Замолчал, прислушиваясь к голосам, доносящимся снизу. Они скоро стихли. Лязгнули двери, машинный гул набрал обороты и неторопко пополз, удаляясь в ту сторону, откуда накатил. Павел отвернулся от окна, хотел уже вернуться на свое место, но тут подскочил к въезду, подвывая мотором, юркий микроавтобус, и санитары, ловко распахнув двери, вытащили за руки за ноги рослого, бородатого человека. Положили его на асфальт и закурили, видно, дожидаясь, когда им подадут каталку.

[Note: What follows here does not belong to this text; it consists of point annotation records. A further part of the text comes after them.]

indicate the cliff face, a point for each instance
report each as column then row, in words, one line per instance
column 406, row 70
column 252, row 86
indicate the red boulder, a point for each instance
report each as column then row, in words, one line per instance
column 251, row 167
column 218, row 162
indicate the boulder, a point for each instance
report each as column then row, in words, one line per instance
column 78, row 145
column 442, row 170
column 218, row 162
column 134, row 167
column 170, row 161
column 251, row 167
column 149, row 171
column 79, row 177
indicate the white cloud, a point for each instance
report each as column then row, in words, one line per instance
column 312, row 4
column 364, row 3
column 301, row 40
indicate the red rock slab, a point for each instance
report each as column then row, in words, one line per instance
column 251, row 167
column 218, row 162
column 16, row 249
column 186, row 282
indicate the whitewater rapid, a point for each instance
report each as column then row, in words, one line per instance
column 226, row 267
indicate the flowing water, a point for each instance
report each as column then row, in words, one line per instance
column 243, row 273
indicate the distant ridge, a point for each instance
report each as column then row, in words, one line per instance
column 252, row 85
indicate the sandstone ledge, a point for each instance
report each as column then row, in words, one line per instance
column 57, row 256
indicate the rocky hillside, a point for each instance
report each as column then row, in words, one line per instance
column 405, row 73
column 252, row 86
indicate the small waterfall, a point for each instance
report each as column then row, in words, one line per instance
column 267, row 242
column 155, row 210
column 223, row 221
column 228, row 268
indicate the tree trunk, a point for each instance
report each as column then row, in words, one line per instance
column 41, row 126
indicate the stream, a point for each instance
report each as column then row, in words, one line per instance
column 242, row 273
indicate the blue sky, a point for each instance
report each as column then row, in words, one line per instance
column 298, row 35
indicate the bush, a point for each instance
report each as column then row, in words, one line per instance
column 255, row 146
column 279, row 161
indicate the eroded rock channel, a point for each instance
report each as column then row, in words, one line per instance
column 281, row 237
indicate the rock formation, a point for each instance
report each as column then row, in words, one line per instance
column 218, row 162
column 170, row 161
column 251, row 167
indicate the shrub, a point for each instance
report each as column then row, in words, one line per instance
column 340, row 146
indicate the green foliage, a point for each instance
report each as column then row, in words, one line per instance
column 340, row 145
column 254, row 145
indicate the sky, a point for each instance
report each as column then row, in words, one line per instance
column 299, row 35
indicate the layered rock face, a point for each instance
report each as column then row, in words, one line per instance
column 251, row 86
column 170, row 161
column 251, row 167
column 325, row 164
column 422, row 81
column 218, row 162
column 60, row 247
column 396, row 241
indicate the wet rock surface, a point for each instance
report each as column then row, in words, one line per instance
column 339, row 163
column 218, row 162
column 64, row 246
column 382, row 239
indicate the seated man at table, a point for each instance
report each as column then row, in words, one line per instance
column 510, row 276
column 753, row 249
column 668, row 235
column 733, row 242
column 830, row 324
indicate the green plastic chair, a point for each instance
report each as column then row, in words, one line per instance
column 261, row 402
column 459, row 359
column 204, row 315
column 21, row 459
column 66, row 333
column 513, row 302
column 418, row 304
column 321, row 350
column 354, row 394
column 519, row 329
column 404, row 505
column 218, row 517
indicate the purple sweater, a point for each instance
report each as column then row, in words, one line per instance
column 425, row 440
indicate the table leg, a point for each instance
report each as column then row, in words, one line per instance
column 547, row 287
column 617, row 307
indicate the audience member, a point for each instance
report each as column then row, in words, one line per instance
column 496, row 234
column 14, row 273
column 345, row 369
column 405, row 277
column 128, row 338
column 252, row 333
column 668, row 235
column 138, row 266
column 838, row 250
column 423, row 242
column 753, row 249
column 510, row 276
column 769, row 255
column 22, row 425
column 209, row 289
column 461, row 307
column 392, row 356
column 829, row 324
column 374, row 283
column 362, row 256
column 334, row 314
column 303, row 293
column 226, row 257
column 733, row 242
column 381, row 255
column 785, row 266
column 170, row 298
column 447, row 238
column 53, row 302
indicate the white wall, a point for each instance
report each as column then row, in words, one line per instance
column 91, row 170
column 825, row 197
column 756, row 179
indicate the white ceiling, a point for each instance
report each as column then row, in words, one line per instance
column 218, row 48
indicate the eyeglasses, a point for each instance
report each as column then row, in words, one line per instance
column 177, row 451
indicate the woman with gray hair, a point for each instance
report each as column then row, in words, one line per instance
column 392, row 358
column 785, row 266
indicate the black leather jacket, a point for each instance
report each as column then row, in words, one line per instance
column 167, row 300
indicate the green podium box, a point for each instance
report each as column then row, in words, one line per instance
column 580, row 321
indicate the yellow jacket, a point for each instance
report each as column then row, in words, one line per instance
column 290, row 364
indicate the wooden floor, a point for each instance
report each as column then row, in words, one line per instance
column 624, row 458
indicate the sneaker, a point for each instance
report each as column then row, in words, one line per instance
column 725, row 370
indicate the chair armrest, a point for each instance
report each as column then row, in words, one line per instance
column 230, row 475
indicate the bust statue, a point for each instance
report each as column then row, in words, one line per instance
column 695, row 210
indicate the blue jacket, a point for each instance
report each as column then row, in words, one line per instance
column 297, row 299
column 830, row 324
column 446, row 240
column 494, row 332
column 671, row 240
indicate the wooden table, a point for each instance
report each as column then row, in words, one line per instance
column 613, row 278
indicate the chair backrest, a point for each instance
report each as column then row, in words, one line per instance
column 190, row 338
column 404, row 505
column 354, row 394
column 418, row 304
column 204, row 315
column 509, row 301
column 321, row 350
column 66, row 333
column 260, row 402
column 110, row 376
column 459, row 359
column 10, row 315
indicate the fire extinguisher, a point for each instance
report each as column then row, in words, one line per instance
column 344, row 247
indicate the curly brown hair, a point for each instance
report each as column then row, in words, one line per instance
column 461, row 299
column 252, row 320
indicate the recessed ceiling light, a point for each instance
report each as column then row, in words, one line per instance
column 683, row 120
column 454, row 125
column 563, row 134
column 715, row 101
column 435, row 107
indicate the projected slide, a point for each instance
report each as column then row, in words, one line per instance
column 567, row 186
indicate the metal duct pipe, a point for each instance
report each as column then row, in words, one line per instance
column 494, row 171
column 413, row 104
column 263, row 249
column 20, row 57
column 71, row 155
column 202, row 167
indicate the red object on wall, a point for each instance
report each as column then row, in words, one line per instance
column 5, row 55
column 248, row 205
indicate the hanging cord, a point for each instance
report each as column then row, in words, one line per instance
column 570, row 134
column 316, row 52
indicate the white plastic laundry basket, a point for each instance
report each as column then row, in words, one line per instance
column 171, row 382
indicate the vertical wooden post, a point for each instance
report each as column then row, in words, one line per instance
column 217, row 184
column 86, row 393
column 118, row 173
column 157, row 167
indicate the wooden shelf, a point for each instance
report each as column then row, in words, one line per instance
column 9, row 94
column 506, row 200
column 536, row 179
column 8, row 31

«Странно, а почему его привезли отдельно?» – Павел вгляделся в человека, распростертого на асфальте под электрическим светом, и узнал Юродивого. Тот лежал неподвижно, запрокинув голову, словно смотрел на небо. Серая рубаха до самого подола разорвалась, разъехалась, и голое тело казалось в свете фонаря желтым, а кованый крест на груди – черным.

– Соломея, иди сюда. Скорей иди, смотри. Видишь? Это он мне сказал про тебя. У «Свободы» подошел и сказал.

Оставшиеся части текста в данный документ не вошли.